February 8, 2016

Food and kids

From our overstocked archives


Sam Smith, 2012 - One reason why I reacted negatively to the Michelle Obama encouraged federal limit on calories for school lunches is because I’ve been dealing with the issue of kids and food a long time, having been on the board of a Maine alternative agriculture center.

We have hundreds of children who come to a rare farm summer day camp and thousands more who visit during the school year. Recently our Teen Ag program was featured in two local papers. The Falmouth Forecaster reported:

Pulling weeds, bucking hay and fighting bugs is not how most high school students want to spend their summer. But four students working at Wolfe's Neck Farm wouldn't have wanted to do anything else. By the end of the week, the small crew will have followed as much as 5,000 pounds of produce from seed to table, and donated it to food pantries in Freeport and Brunswick, while learning about all aspects of farming.

At the end of the season, these four teens raised, picked and cooked a dinner for 70 at Freeport Community Services.

Down the coast a bit, the superintendent of a local school district has made a major effort to improve both the quality of, and attitude towards, food by such things as integrating the topic into the curriculum and changing the distributor of the system’s school to one more friendly to organic and natural products.

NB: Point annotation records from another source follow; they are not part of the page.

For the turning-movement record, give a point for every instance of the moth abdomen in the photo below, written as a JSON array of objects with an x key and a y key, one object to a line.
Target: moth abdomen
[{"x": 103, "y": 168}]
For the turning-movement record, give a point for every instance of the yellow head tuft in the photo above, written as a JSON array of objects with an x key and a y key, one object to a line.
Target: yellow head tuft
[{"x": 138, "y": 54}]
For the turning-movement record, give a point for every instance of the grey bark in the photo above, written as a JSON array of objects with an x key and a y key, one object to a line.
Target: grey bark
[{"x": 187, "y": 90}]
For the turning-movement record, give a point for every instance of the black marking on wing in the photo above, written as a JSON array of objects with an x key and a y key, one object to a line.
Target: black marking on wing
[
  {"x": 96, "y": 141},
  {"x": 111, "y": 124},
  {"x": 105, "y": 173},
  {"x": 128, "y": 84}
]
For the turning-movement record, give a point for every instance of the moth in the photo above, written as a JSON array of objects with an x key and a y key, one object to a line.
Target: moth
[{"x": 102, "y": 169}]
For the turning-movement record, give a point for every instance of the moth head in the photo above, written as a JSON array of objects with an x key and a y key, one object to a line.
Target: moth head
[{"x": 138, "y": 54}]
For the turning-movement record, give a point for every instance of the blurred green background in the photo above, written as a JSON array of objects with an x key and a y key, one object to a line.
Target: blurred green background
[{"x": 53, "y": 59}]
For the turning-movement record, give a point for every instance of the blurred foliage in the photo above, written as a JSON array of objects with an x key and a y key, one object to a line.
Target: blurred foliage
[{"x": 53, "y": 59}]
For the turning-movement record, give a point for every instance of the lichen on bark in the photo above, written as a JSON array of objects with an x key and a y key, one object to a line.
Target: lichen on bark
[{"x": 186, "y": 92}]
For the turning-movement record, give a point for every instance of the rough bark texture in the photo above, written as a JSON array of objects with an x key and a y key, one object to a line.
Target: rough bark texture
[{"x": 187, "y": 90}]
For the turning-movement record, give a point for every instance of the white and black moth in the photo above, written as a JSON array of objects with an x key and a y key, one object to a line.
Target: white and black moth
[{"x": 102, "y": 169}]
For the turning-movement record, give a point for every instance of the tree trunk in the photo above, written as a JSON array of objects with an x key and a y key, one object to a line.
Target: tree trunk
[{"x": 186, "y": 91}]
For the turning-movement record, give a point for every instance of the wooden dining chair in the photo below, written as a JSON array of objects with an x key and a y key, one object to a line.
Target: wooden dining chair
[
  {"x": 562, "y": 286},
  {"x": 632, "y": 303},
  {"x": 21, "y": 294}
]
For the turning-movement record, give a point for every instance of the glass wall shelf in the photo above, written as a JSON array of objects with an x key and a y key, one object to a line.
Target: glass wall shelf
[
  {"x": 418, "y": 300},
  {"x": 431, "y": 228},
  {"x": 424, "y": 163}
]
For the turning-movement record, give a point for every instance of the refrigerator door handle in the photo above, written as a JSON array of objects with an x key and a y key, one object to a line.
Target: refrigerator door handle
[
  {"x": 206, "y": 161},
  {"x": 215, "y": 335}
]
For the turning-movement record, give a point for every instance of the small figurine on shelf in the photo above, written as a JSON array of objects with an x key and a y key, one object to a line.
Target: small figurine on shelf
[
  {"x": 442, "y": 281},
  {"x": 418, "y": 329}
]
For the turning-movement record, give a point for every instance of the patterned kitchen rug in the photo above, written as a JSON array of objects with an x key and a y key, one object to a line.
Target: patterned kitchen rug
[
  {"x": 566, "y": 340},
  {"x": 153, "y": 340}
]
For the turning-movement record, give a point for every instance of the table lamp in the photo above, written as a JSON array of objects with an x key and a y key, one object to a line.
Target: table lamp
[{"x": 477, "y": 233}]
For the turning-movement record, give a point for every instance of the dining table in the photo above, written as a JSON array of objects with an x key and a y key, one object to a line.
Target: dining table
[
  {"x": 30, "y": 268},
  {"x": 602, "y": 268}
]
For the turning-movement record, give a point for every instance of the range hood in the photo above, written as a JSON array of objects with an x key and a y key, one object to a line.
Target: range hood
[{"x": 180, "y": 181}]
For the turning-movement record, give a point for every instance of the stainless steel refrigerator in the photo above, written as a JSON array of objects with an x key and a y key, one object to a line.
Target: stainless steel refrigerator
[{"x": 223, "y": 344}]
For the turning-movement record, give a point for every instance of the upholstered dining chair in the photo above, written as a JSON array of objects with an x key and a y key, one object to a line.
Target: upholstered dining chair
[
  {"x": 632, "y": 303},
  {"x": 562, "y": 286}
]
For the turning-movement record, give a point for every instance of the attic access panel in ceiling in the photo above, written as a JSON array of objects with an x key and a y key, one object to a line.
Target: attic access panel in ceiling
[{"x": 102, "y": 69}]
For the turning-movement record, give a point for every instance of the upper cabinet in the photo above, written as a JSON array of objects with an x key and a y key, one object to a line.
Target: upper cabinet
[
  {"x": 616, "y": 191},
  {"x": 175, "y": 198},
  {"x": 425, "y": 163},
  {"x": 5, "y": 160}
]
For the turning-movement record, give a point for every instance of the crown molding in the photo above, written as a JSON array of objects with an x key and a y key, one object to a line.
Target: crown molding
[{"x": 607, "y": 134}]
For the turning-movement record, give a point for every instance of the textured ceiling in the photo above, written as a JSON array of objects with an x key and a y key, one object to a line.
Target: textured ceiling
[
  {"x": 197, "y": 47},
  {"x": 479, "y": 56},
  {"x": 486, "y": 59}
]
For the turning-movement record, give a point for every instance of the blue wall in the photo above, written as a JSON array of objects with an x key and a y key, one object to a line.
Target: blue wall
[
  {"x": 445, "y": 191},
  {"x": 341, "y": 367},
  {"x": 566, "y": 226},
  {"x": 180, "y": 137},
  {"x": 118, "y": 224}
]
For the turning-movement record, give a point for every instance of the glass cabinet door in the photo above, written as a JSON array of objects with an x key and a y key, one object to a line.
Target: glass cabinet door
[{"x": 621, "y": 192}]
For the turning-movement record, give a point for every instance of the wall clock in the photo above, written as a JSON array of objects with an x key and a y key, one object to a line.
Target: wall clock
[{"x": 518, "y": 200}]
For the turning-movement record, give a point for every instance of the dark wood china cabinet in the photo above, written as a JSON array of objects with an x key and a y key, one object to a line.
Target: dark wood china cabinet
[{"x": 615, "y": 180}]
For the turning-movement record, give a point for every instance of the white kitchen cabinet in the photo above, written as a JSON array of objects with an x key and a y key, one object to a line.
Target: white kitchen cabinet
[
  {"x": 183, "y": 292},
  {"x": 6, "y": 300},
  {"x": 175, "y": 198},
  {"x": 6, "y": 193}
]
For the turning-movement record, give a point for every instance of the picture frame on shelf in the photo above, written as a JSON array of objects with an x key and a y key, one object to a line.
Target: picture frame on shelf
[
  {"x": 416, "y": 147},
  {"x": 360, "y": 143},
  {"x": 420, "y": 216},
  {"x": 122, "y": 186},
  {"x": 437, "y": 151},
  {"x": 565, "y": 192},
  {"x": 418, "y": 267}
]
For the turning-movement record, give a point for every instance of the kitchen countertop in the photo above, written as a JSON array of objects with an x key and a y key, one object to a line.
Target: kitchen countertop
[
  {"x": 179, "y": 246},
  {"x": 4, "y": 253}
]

I’ve never been a fan of puritan liberals, but especially not when the target of their righteous, rigid rules are kids. Because it just doesn’t work well, as the lunch rebellions in many schools have indicated. It's not hard to get children interested in good things, but if they think it's just another stupid rule they resist rather than learn.
The way to get kids to eat the right things is to get them informed and interested in the matter. Sadly, in education, enthusiasm and comprehension has given way to rules and test taking, but the former still are the best routes to understanding and useful action.